Meditating Makes the Mind Less Busy
Meditating makes our minds more efficient and less distractable by changing how the different brain areas communicate.
When at rest, your brain will tend to wander and drift to whatever thought or feeling grabs its attention. In fact, this activity is called the default network; (1) in other words, your brain’s factory settings or what it defaults to when there is no task to direct its focus.
Experienced meditators show decreased activity in their default network. This means that when an experienced meditator sits down to rest or lies down to sleep at night, the brain doesn’t as actively start to wander. For instance, imagine if your brain was less busy when you were trying to fall asleep. Meditators can enter relaxation states easier as their resting mind is more peaceful. (1)
Meditation and the Shrinking Brain
The amygdala is the area of the brain where emotions are processed and given meaning. In fact, it plays a crucial role in our experience of intense feelings and how past emotional situations trigger current responses.
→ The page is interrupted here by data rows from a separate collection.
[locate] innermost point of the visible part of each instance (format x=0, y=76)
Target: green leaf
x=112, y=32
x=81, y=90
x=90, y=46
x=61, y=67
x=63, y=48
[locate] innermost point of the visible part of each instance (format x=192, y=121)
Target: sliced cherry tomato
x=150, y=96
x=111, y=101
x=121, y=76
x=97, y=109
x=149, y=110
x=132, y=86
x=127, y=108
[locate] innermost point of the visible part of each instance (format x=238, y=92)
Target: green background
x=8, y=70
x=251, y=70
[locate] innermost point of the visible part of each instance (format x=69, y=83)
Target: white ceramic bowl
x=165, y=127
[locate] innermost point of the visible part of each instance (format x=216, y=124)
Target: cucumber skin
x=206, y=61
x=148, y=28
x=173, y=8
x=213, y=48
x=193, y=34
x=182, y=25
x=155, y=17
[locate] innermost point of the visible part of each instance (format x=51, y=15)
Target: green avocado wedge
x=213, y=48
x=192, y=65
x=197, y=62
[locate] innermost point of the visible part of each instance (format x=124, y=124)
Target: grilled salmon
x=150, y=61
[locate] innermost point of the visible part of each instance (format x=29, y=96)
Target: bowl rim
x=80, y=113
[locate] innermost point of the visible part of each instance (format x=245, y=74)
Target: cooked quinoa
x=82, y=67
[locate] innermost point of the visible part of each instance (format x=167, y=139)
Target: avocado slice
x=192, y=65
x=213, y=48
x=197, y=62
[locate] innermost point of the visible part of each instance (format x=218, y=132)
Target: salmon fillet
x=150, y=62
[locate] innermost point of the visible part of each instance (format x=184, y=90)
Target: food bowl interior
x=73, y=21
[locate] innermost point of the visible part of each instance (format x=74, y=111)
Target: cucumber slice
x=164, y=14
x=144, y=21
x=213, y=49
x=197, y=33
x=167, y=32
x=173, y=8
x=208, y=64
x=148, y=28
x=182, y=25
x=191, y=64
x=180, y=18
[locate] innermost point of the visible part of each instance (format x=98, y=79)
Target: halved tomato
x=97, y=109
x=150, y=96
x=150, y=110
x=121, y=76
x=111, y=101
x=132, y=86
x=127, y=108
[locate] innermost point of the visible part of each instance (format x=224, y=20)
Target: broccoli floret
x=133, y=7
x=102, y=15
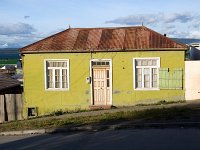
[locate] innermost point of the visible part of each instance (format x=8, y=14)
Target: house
x=10, y=99
x=83, y=68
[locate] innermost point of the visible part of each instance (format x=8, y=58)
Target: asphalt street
x=129, y=139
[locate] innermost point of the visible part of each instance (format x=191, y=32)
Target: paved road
x=133, y=139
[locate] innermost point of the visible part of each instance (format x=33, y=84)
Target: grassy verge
x=143, y=115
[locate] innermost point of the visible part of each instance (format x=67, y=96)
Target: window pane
x=154, y=77
x=138, y=71
x=108, y=83
x=64, y=78
x=138, y=62
x=154, y=62
x=138, y=84
x=144, y=62
x=146, y=71
x=107, y=73
x=50, y=78
x=150, y=62
x=57, y=78
x=146, y=81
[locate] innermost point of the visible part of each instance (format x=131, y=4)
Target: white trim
x=68, y=74
x=111, y=81
x=151, y=67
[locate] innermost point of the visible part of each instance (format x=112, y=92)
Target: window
x=146, y=73
x=57, y=74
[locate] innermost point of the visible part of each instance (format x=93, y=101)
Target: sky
x=23, y=22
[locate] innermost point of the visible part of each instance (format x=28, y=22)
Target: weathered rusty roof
x=104, y=39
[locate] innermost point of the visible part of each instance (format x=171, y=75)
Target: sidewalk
x=193, y=122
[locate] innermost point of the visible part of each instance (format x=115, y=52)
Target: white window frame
x=60, y=68
x=151, y=67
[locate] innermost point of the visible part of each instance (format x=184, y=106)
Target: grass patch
x=55, y=122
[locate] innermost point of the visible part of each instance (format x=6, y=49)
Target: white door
x=101, y=85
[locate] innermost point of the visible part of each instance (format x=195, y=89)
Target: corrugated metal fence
x=10, y=107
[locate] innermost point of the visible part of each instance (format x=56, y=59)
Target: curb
x=104, y=127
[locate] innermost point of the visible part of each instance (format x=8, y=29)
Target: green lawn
x=142, y=115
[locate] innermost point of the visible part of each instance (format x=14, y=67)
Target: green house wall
x=79, y=94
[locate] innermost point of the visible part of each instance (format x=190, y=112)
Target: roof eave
x=104, y=50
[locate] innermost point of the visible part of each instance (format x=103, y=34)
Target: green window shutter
x=171, y=79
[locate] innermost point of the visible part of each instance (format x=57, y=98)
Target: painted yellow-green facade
x=79, y=94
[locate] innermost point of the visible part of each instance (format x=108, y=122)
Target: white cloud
x=135, y=19
x=16, y=29
x=182, y=25
x=194, y=34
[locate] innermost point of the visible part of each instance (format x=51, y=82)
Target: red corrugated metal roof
x=104, y=39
The amygdala decreases in size in response to regular meditation practice. (2) This change can result in less reactivity to strong negative emotions and reduced stress and anxiety. In particular, it becomes easier to remain calm in difficult situations and to allow the rational part of the brain to be in control.
Meditation and Brain Waves
The brain demonstrates different kinds of electrical activity depending on what state it is in. When focused on a task, it will exhibit beta waves, whereas, during deep sleep, delta waves are present, indicating deep rest.
In meditation, especially for experienced practitioners, two types of brain waves are prevalent. (3) The first is gamma waves which indicate intense focus and awareness. The second is alpha waves which relax and recharge the brain. The ability to increase both types of waves contributes to meditations’ stress-relieving effects.